8) Bank lending & the corporate credit cycle are under scrutiny
Corporate credit and bank lending data are signaling caution: for example, the Federal Reserve’s H.8 release shows C&I loan growth remains tepid; the Senior Loan Officer Opinion Survey (SLOOS) indicates modest net tightening of standards. FinancialContent+1
While most large-cap companies are not adversely affected at this stage, the broader credit cycle matters for risk assets, capital expenditures, and M&A activity.
Implication: For risk management, companies with weaker balance sheets or heavy reliance on floating-rate debt may face amplified pressure. Credit conditions can become a hidden drag on earnings, even in a strong earnings-beat season.
Strategic Implications & Portfolio Guidance
Bringing these eight observations together, here’s how we view positioning and how you might think about tilting portfolios:
- Lean into quality growth: With high beat rates and decelerating growth, the differentiator is quality—companies with structural growth drivers (AI, automation, productivity) and good cash-return discipline.
- Be selective in capex exposure: The AI/capex theme remains alive, but not all capex creates value. Focus on companies with visible ROI, backlog, pricing power, and acceptable margins.
- Elevate forward signals: Because beats are broadly expected, the market increasingly rewards forward-looking signals (guidance, revisions, capital allocation) rather than just the print.
- Balance risk in credit/light leverage names: With credit conditions tighter, favor corporates with strong balance sheets, moderate leverage, and access to liquidity.
- Watch margin conversion: Revenue growth alone isn’t enough; margin expansion or at least preservation is critical. Labor efficiency, automation and capex rationalization are important.
- Mind valuation discipline: Even with strong earnings, valuations (forward P/E for S&P 500 ~23x) are elevated by historical norms. Prioritize names where structure justifies premium.

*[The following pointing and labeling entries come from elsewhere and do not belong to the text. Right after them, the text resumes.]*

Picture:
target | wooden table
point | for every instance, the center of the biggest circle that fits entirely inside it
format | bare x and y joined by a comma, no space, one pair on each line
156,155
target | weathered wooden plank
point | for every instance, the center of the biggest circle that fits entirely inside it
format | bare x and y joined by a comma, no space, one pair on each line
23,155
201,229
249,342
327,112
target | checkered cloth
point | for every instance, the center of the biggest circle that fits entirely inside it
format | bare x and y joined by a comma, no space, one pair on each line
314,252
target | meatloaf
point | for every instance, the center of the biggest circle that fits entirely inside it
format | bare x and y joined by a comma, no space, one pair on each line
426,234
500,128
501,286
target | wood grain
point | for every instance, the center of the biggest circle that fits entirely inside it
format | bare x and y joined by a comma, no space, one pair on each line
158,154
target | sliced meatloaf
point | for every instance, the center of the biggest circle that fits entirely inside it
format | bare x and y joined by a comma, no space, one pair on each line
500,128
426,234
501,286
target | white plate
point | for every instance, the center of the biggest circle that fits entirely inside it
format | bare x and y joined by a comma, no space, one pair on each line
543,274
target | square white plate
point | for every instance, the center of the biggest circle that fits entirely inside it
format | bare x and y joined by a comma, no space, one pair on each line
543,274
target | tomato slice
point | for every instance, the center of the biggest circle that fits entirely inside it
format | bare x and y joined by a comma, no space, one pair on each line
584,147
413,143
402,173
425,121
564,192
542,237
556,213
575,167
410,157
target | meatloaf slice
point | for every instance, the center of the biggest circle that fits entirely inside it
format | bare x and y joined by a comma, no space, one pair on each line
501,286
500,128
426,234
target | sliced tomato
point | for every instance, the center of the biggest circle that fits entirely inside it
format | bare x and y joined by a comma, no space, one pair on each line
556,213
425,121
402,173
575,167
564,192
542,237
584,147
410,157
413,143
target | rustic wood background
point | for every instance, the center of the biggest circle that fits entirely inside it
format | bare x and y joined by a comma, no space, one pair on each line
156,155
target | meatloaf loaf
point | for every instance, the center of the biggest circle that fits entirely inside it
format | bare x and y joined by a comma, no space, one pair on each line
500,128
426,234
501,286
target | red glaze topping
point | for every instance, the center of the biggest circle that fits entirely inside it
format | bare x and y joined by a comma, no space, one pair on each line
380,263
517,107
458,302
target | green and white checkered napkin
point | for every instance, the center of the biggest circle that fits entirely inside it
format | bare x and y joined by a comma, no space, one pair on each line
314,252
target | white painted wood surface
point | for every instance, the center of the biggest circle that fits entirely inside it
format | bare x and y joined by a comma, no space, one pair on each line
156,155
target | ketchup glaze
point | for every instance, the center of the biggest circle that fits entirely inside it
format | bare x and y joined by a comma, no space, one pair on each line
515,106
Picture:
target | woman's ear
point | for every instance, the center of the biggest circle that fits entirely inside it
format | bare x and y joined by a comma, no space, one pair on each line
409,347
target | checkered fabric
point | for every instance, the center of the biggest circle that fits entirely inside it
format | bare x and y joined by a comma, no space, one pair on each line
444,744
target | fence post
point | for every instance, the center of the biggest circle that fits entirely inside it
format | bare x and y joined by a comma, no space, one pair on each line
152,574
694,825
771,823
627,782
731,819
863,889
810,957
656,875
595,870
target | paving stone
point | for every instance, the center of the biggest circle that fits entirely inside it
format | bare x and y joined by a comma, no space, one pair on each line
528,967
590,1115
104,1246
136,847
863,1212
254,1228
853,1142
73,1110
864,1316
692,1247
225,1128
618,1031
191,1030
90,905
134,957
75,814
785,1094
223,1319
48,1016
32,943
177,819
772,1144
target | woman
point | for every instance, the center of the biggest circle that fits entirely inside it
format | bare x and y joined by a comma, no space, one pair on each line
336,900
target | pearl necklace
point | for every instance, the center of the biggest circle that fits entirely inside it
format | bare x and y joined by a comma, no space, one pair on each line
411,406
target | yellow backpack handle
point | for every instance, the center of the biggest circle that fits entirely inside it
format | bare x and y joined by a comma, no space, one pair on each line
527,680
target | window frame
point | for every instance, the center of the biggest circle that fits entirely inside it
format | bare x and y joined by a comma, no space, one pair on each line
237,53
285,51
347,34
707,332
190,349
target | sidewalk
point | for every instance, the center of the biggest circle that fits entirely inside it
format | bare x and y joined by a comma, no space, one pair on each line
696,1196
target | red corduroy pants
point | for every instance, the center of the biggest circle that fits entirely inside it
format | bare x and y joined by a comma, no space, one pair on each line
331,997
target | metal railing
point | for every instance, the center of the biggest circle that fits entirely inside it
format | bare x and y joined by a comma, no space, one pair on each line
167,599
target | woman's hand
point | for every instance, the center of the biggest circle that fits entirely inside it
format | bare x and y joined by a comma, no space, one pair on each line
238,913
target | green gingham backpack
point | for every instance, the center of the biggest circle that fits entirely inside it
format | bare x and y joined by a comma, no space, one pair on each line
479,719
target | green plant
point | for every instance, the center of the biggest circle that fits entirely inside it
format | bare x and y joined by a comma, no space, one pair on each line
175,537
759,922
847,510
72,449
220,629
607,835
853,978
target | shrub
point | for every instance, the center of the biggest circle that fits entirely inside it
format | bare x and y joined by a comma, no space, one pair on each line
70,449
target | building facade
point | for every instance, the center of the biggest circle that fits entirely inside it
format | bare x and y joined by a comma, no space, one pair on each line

- Stay alert for deceleration: While growth remains positive, we believe the pace will moderate further in 2026. Investors should monitor for early signs of margin compression, spending tapering, or credit stress.
Final thoughts
The Q3 2025 earnings season is broadly ahead of expectations, particularly given the challenging macro backdrop. But as we emphasize at Silicon Valley Capital Partners, the context of the beat—and the forward story—are now more important than ever.
Earnings beats show that many companies are executing well. But with elevated expectations, decelerating growth, and rising complexity (capex, labor, credit), the reward for execution may be increasingly selective.
As we position portfolios into year-end, the premium will go to companies that not only beat today, but also articulate credible plans for tomorrow—preferably centered on real structural growth (not just cyclical bounce) and with margins and capital allocation intact.
We will continue to monitor developments in the coming weeks (including Q4 guidance, spending patterns, and credit flows) and remain disciplined in deploying capital where we see asymmetric upside and manageable downside.